Best Practice for Data Centre Managers to Managing Outdated Equipment

Any industrial plant, that runs for years, lowers the efficiency. Data Centers are the IT industry’s power house which is expected to run most efficiently. Colocation Data Centers with options of Data Center Cages and Racks support an organization’s mission critical infrastructure or a Service Provider’s IT operations, that further supports day to day business in a 24/7/365 fashion. IT managers do their best to keep IT infrastructure updated in terms of software patches and updates. In a similar manner they also bring in upgrades of their hardware equipment.

But similar to industrial equipment, large scale, sprawling deployments of any IT working systems face obsolescence of all manners and need to be replaced. Replacing the hardware systems in a Colocation Data Center, whether compute, storage, networking, power and cooling, can be especially challenging for multiple reasons.
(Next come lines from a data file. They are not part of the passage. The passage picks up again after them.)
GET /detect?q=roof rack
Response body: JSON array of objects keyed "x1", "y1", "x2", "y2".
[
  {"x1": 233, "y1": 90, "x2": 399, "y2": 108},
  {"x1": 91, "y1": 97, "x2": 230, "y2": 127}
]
From an environmental protection point of view, hardware can be recycled through specialized agencies if it is made available through their established channels. It can also be reused for less critical and offline operations and therefore has a disposable asset value, however low in comparison to the purchase price.
More importantly, IT hardware needs to be sanitized to remove all traces of corporate and other data. It is not enough to delete and reformat the hard disks and so on. Large corporate and service providers run the risk of data theft and planned espionage if their IT assets are not disposed in an audited and sophisticated manner. Degaussing and destroying plays important role in Colocation Data Centers.
Research conducted by Coleman Parkes for Blancco in December 2018, across 600 Data Centers in Asia Pacific, Europe and North America, found that inefficient data sanitization is costing organizations hundreds of thousands of dollars annually. For others, more than half of their onsite IT assets are essentially dead weight, resulting in loss of efficiency, continuing support and maintenance costs, and non-compliance with potential security risks. Two in five organizations that store their data in-house are spending over $100,000 to manage obsolete IT hardware.

Industry experts point out these critical limits are being breached because there is insufficient knowledge and operational practices on how to manage hardware technology obsolescence. Very few vendors offer a continuous process of built in replacement of hardware, and usually the only way out is a forklift approach. It is only recently that many vendors have started to offer an evergreen approach of built in replacement of their SSD arrays and retain their customers globally.

Any hardware revamp program needs to follow these steps: identify the latest design standards; benchmark current and future performance expectations; conduct an internal gap analysis along these standards; and finally, prioritize all steps taken to modernize the Data Center. Same goes with facility devices and equipment to achieve expected, continuous, mission critical, efficient operation.